Un poco de refresco con gas no mata a nadie, pero los médicos aseguran que no tiene efectos beneficiosos y que el gas, lejos de curar, puede en realidad causar hinchazón, que es lo que menos necesitamos cuando sentimos náuseas. Los padres, a veces, juran y perjuran que el ginger ale cura la barriga, y es cierto que numerosos estudios han demostrado que el jengibre (raíz que interviene en su formulación) es un buen antídoto contra la motilidad intestinal y las náuseas provocadas por los tratamientos contra el cáncer. Pero una lata de ginger ale industrial incorpora apenas una pequeña dosis del jengibre requerido para que resulte eficaz. Si el ginger ale te alivia cuando te encuentras mal, perfecto, pero se trata de un efecto mental, no intestinal.
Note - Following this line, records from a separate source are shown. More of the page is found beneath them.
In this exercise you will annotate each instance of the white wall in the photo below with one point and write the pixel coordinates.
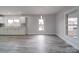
(11, 30)
(33, 25)
(60, 27)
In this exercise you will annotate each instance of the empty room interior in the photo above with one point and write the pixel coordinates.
(39, 29)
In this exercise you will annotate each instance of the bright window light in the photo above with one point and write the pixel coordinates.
(10, 21)
(16, 20)
(41, 24)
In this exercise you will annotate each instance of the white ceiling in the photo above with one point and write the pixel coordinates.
(19, 10)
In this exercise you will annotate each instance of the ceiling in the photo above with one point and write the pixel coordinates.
(23, 10)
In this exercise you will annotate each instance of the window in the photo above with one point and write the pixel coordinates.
(72, 23)
(72, 26)
(13, 22)
(41, 24)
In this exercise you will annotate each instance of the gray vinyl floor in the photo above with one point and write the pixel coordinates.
(34, 44)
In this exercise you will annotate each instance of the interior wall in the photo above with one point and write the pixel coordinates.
(61, 29)
(33, 24)
(12, 30)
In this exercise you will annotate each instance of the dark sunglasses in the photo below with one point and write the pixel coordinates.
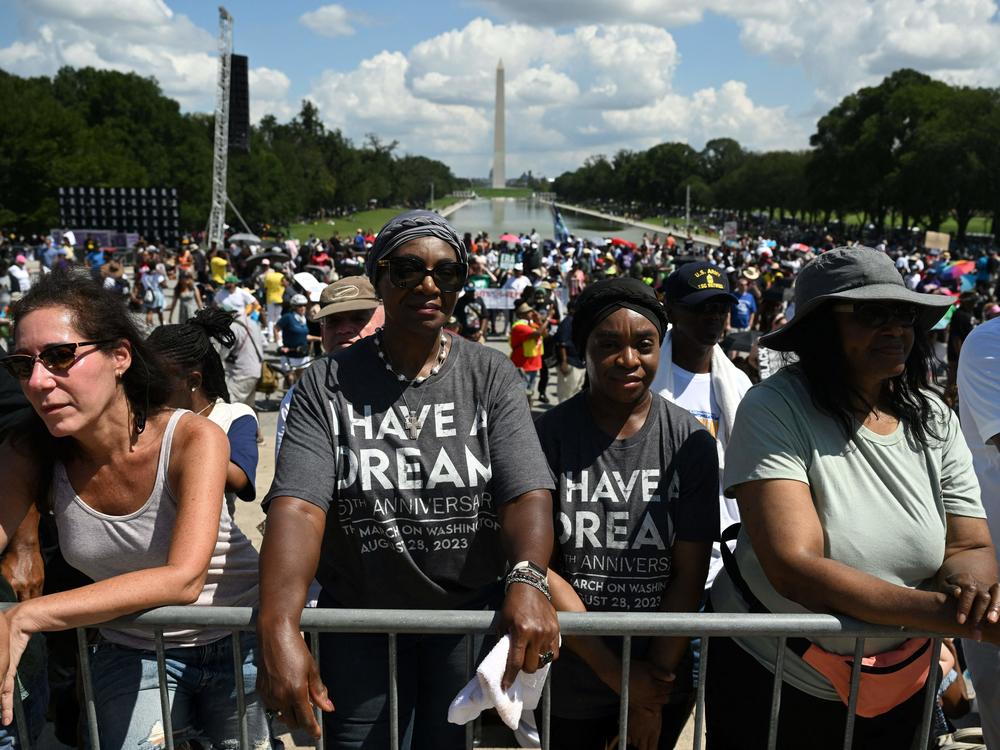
(878, 314)
(409, 273)
(716, 307)
(55, 358)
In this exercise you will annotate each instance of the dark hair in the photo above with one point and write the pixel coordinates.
(98, 314)
(825, 369)
(188, 346)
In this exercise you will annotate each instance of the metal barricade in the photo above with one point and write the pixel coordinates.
(469, 623)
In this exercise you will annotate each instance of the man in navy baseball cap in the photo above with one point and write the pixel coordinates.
(694, 283)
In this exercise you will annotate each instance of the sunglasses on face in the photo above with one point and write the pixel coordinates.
(409, 273)
(712, 308)
(878, 314)
(55, 358)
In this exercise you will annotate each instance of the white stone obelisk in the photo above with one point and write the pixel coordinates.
(499, 134)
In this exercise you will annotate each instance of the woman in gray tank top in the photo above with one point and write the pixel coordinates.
(136, 490)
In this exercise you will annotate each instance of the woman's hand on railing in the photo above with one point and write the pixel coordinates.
(13, 642)
(649, 684)
(977, 602)
(531, 622)
(288, 680)
(644, 723)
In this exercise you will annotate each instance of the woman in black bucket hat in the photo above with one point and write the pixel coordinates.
(857, 497)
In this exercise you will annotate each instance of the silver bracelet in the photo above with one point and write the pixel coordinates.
(535, 582)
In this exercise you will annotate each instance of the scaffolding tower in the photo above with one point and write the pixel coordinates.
(217, 215)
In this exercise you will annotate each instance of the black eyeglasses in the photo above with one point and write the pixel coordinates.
(55, 358)
(409, 273)
(878, 314)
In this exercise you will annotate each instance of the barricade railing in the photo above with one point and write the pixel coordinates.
(470, 623)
El mismo informe «aguafiestas» del Centro para el Control de Enfermedades que disuade del uso de los refrescos con gas también ataca la muy recomendada dieta BRAT (por sus siglas en inglés) a base de plátanos, arroz, zumo de manzana y pan tostado como remedio contra el dolor de tripa. Se trata, según ellos, de un régimen alimentario «innecesariamente restrictivo… que puede causar deficiencias nutricionales». Lo que hay que dar a los niños es su dieta habitual, o al menos aquello que no acabe salpicando los lados externos de la papelera situada junto a sofá en el que se sientan para ver Bob Esponja.